Por las mejores cogidas con los hombres que uno hace click (esos por los que se muere de ganas de estar, verlos y emborracharse solo de pensar sus manos sobre uno… Tanto que querés rasparte los labios al besar su cuello lleno de barba, y querer morder sus labios). Cuando te morís de ganas de provocarle sonrisas y querés modelarle alguna pieza especial para dejarlo sin aliento. Mandarle un mensaje que te morís de ganas de estar con él, cuando sabés que no se puede salir de la oficina. Y saber que él está anticipando cada minuto para salir corriendo de allí e irte a buscar para quitarse las ganas de un solo en el carro.

Pero creo firmemente que todo eso no puede pasar –ni coger bien– con sus “peor es nada”.

Whatsapp, como las 8:30pm.

–¿Qué ondas Iberia? –preguntó mi amiga.

–¿Qué ondas vos? ¿Y ese milagro? –respondo, luego de un año de no hablar entre nosotras.

– Por acá… _____________ (inserte aquí la conversación de circunstancias de tiempo sin hablarse).

Y después de pedirme el favor que necesitaba….

–¿Y eso vos? ¿Porqué te cambiaste de trabajo? –le pregunté.

–Ay Iberia. Es que demasiado trabajar bajo las órdenes de mi novio y luego regresar a la casa a seguirlo viendo–, me dijo, mientras yo reflexionaba en que hay que pensar bien eso de meterte con el hijo del dueño al que veías como tu “peor es nada”, después de que cortaste con tu encule real–. Así que no. Mejor me cambié de empresa, así nos damos menos verga, aunque igual nos seguimos peleando. Hey… hablamos después, nos vemos mañana…

Al día siguiente, en un café mientras le entregaba lo que me pidió:

–Uy, ¡qué mal trip vos! Pero no pensás en separarte ahora que es más fácil. No están casados –pregunté.

–¡Uy! Y cómo me voy a ir. Voy a estar sola –dijo, y yo vuelvo a pensar: estar sola no es pecado– ¡Qué raro fuera regresar donde mi mamá!

–Mirá. Fuera más fácil, así de un solo (tu mamá) te cuida a tu hijo sin que vos se lo tengás que ir a dejar todos los días.

La volteó a ver mientras caminábamos. Su 90-60-90 en su 1.60 que traía loco a todos los hombres en la U estaba intacto. Después de un niño de nueve meses (y yo con mi eterna batalla con el sobrepeso), le envidio ese metabolismo. Si no hago ejercicio, engordo fácil, pero a pesar de las libras extras tengo buena forma.

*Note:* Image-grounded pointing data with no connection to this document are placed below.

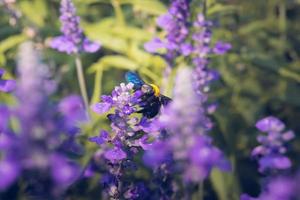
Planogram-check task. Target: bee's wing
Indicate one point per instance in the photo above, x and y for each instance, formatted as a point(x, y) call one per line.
point(133, 77)
point(164, 100)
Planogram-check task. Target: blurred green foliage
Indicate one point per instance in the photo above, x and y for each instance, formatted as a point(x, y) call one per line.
point(259, 77)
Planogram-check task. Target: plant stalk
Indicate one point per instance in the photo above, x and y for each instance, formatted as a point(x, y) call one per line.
point(81, 81)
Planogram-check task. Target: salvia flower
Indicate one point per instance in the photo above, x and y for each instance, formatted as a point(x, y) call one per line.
point(278, 188)
point(72, 40)
point(37, 146)
point(188, 141)
point(129, 135)
point(270, 152)
point(6, 85)
point(175, 23)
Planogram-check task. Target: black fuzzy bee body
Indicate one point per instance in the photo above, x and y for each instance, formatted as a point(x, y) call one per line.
point(151, 100)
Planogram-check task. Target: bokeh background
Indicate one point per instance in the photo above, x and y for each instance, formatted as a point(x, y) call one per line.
point(260, 76)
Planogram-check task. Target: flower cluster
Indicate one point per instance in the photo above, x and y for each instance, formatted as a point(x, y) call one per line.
point(73, 40)
point(187, 125)
point(129, 135)
point(13, 12)
point(272, 149)
point(279, 188)
point(6, 85)
point(175, 23)
point(35, 149)
point(270, 155)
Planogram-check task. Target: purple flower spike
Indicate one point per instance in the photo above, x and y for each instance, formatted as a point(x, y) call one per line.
point(4, 117)
point(72, 108)
point(9, 171)
point(221, 48)
point(269, 124)
point(6, 85)
point(270, 153)
point(73, 40)
point(175, 23)
point(114, 155)
point(63, 171)
point(154, 45)
point(101, 139)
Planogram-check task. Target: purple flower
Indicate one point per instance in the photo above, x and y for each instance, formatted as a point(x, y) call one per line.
point(154, 45)
point(270, 124)
point(4, 118)
point(114, 155)
point(73, 40)
point(176, 25)
point(72, 108)
point(9, 172)
point(187, 125)
point(6, 85)
point(221, 48)
point(63, 172)
point(40, 141)
point(101, 139)
point(278, 188)
point(270, 153)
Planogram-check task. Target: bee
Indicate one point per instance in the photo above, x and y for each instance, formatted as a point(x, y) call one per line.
point(151, 100)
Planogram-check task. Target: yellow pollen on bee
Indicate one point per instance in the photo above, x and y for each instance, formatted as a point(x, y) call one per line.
point(156, 89)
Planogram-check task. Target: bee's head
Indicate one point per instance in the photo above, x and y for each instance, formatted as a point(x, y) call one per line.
point(147, 89)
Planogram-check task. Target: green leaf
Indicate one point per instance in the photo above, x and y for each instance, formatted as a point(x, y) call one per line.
point(101, 32)
point(35, 10)
point(152, 7)
point(120, 62)
point(221, 9)
point(11, 42)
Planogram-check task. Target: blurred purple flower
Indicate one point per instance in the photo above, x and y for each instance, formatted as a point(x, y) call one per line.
point(114, 155)
point(9, 171)
point(270, 153)
point(4, 118)
point(63, 172)
point(221, 48)
point(278, 188)
point(270, 124)
point(73, 110)
point(154, 45)
point(6, 85)
point(41, 134)
point(187, 124)
point(176, 25)
point(73, 40)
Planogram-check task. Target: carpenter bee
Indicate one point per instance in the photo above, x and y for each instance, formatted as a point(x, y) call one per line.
point(151, 100)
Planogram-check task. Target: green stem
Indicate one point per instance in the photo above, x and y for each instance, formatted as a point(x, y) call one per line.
point(81, 81)
point(200, 191)
point(282, 22)
point(204, 8)
point(118, 11)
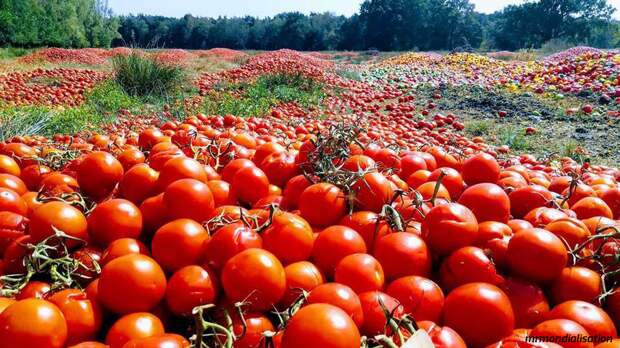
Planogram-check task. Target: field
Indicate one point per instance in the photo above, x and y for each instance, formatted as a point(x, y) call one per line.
point(222, 198)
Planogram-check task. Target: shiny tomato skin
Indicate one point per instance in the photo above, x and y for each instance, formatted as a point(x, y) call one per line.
point(32, 323)
point(83, 315)
point(114, 219)
point(133, 326)
point(179, 243)
point(254, 275)
point(131, 283)
point(492, 305)
point(340, 296)
point(189, 287)
point(321, 325)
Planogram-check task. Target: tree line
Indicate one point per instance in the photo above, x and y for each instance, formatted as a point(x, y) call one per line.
point(387, 25)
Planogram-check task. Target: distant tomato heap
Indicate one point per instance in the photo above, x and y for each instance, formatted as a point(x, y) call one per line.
point(48, 87)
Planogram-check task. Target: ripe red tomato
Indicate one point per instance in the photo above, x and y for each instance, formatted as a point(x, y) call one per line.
point(57, 215)
point(322, 204)
point(133, 326)
point(561, 328)
point(402, 254)
point(300, 276)
point(113, 220)
point(189, 287)
point(420, 297)
point(493, 306)
point(481, 168)
point(468, 265)
point(190, 199)
point(289, 237)
point(321, 325)
point(333, 244)
point(340, 296)
point(98, 173)
point(449, 227)
point(179, 243)
point(229, 241)
point(537, 255)
point(528, 301)
point(374, 315)
point(83, 315)
point(249, 185)
point(32, 323)
point(487, 201)
point(361, 272)
point(255, 276)
point(131, 283)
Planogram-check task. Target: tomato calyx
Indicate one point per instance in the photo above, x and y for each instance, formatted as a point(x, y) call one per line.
point(51, 259)
point(74, 199)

–Puta vos, ¿cómo le haces para estar así de delgada y con un niño? –le pregunté.

–Iberia, si yo cuido cada caloría que entra en mí – dijo, mientras volteó a ver el frozen lleno de cafeína y azúcar que yo tenía en la mano–. Es lo que más me cuido para que __________ (inserte nombre del novio) no me deje. Si mi cuerpo es lo que más le atrae.

–¡Puta! ¡Tenés paranoia de que te deje! ¡Dejalo vos! Total, a vos te salen rápido. Por estar sola no te preocupés. Si todos los días los hombres que pasan se pelean por vos. Acaso siquiera él cogiera bien,  pero decís que no.

–Al rato de pelearnos me toca ceder y coger con él –dijo ella, y yo dudo que esas sean cogidas con ganas de tu parte chava–. Ni modo, por eso me cuido tanto. Él me mantiene, prácticamente.

–Chava. Es en serio. Dejalo. Ganás bien en tu nuevo trabajo. Al final del día, él no te trae paz. Ni que sintieras atracción por él.

–Ya voy a hablar con mi mamá. A ver qué ondas –dijo ella, mientras yo pienso: ajá, sí, cómo no–. Chao Iberia. Gracias por las cosas.

Eso pasó hace unos seis meses. Obvio, siguen juntos. Así que queridos: esta es una oda a la soltería. Más vale paz al final del día y, ni modo, tener esporádicos encuentros y alimentarse uno mismo. Uno coge mejor cuando siente real atracción por el susodicho. Uno se pone a pensar cómo complacer a su hombre cuando uno tiene atracción, pero no con los “peor es nada”.

 

¡Salud por la soltería bien llevada!